A copy of the letter can be found here and below:

Dear Chairman Blunt and Ranking Member Murray: 

As you and your colleagues begin work on the Fiscal Year 2021 (FY2021) Labor, Health and Human Services, Education, and Related Agencies Appropriations bill, we urge you to increase funding for the Public Health Emergency Preparedness Program (PHEP) and the Hospital Preparedness Program (HPP). As our country confronts the outbreak of novel COVID-19, the importance of sustained investments in health care system preparedness is clearer than ever.

PHEP is a critical source of funding for state, local, tribal, and territorial public health departments. Being prepared to prevent, respond to, and rapidly recover from public health threats is critical for protecting and securing our nation's public health. We appreciate that the committee provided level funding for PHEP in FY2020. However, this level of investment is inadequate and PHEP funding has declined 28.1 percent since FY2002, prompting concerns among state and local planners over their ability to sustain the real and measurable advances made in public health preparedness.

Like PHEP, HPP helps the health care delivery system save lives during emergencies and disaster events that exceed the day-to-day capacity and capability of existing health and emergency response systems. HPP is the only source of federal funding for health care delivery system readiness, intended to improve patient outcomes and enable rapid recovery. Both the Centers for Disease Control and Prevention and local hospitals have cited HPP as a key resource in enabling preparedness to respond to COVID-19. We thank the committee for boosting funding for HPP in FY2020. However, over the last eighteen years federal funding for HPP has significantly decreased, from $514 million in FY2003 to $275.55 million in FY2020. We must ensure HPP is adequately funded so that hospitals and health care coalitions can continue to protect the population during the next disaster.

We recognize and appreciate that Congress has provided additional emergency funding for both PHEP grantees and the HPP this month to respond to COVID-19. While this additional funding was necessary to provide immediate assistance to public health departments and hospitals, it underscores that the regular annual appropriations for these two programs are insufficient to empower our health system to adequately prepare for public health emergencies. Funding for PHEP, HPP, and other public health programs should be strong enough to achieve long-term preparedness, so that we do not lurch from one public health crisis to the next.

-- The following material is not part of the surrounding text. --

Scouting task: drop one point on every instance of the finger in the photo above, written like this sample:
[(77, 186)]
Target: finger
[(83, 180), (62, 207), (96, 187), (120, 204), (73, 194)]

As we confront COVID-19, the federal government must also make the important investments to ensure that our hospitals, public health systems, and their respective preparedness programs are ready to face future challenges. Without increased funding, state and local health officials will face difficult choices about how to prioritize federal dollars, potentially leaving our communities unprepared when new public health threats emerged. We ask that you increase federal funding for PHEP and HPP to ensure that public health agencies, hospitals and health care coalitions have the necessary resources to respond to public health and other emergencies and disasters.

Thank you for your consideration of this request.